Fazit: Geht es um die Frage, ob Ihr Tier in unserer Praxis eingeschläfert werden soll, spielen Ihre Schilderungen und Ihre Meinung sicherlich eine sehr gewichtige Rolle. Die letztendliche Entscheidung liegt aber grundsätzlich bei uns, weil wir (und nur wir!) im Fall der Fälle dafür den Kopf hinhalten müssen.

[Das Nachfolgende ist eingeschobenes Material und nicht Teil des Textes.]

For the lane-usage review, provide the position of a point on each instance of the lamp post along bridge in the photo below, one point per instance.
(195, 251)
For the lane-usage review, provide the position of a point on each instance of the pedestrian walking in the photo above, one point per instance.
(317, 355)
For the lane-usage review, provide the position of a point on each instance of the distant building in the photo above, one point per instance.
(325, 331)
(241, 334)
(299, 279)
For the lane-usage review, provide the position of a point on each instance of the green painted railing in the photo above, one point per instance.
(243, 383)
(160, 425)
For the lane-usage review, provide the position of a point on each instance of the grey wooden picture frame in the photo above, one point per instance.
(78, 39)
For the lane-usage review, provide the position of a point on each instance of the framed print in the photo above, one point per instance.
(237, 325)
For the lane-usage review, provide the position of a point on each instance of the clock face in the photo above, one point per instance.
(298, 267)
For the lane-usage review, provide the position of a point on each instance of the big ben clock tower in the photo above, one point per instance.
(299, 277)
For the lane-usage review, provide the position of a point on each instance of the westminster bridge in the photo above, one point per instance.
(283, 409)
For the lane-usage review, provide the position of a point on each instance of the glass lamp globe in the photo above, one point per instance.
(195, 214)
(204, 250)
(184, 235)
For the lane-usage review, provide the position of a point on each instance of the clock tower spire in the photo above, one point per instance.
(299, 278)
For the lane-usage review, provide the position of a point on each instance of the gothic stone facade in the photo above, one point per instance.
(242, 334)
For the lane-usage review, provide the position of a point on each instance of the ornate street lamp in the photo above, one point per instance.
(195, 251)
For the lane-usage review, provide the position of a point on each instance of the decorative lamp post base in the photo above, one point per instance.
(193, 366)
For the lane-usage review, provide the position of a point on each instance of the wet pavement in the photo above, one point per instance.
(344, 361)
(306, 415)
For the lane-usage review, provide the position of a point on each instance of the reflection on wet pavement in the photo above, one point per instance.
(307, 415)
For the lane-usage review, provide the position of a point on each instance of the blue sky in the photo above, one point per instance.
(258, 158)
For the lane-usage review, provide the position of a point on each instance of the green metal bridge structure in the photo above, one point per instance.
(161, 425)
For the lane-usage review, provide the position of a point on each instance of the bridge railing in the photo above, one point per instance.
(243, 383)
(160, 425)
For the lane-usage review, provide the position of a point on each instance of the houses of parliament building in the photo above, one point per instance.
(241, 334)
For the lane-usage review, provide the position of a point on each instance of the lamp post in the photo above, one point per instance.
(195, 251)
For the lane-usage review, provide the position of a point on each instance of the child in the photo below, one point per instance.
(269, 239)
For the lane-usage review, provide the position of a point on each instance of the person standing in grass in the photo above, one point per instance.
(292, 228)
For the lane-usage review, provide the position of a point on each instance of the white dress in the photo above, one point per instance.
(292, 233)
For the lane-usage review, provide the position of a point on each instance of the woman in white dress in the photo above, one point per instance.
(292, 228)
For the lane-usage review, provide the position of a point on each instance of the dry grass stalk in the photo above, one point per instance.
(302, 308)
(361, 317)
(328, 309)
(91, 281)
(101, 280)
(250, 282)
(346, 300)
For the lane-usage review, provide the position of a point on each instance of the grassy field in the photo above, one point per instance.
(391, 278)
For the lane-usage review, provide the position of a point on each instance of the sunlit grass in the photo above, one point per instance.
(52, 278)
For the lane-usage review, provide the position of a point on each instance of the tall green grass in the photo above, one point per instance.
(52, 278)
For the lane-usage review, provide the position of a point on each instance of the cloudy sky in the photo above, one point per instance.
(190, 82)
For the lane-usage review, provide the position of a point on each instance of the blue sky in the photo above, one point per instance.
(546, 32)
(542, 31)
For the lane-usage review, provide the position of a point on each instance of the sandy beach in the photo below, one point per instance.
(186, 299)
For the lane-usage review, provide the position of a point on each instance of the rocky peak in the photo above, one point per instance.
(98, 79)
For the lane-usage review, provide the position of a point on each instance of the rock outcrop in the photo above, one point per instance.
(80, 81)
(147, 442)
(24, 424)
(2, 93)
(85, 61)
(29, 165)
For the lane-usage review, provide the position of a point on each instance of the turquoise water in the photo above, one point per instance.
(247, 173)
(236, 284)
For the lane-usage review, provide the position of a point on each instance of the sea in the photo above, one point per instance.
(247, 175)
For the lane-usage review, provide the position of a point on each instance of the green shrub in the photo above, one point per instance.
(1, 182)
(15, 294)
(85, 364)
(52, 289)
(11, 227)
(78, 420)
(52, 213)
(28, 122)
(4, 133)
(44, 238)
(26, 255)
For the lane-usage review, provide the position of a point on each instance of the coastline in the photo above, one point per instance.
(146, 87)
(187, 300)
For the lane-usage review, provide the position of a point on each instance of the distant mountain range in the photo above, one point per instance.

Unser Bestreben, eine Entscheidung zur Euthanasie eines Tieres durch weitergehende Untersuchungen auf eine rechtssichere Basis zu stellen, hat rein gar nichts mit unethischem Profitstreben zu tun, sondern beruht auf einem sehr gesunden Respekt vor der aktuellen rechtlichen Auslegung des vom Tierschutzgesetz eingeforderten „vernünftigen Grundes“.

Die in diesem Urteil zum Ausdruck kommende Auslegung des Gesetzes mag einem – speziell bei einem Blick auf die im Nutztierbereich alltäglich und millionenfach akzeptierten Gebräuche und Zustände – übertrieben scharf vorkommen, aber was hilfts? Im Extremfall spielen wir KleintierpraktikerInnen bei jeder Euthanasie mit unserer beruflichen Existenz. Da sind Wurstigkeit und leichtfertig aus dem Bauch heraus getroffene Entscheidungen einfach keine Option!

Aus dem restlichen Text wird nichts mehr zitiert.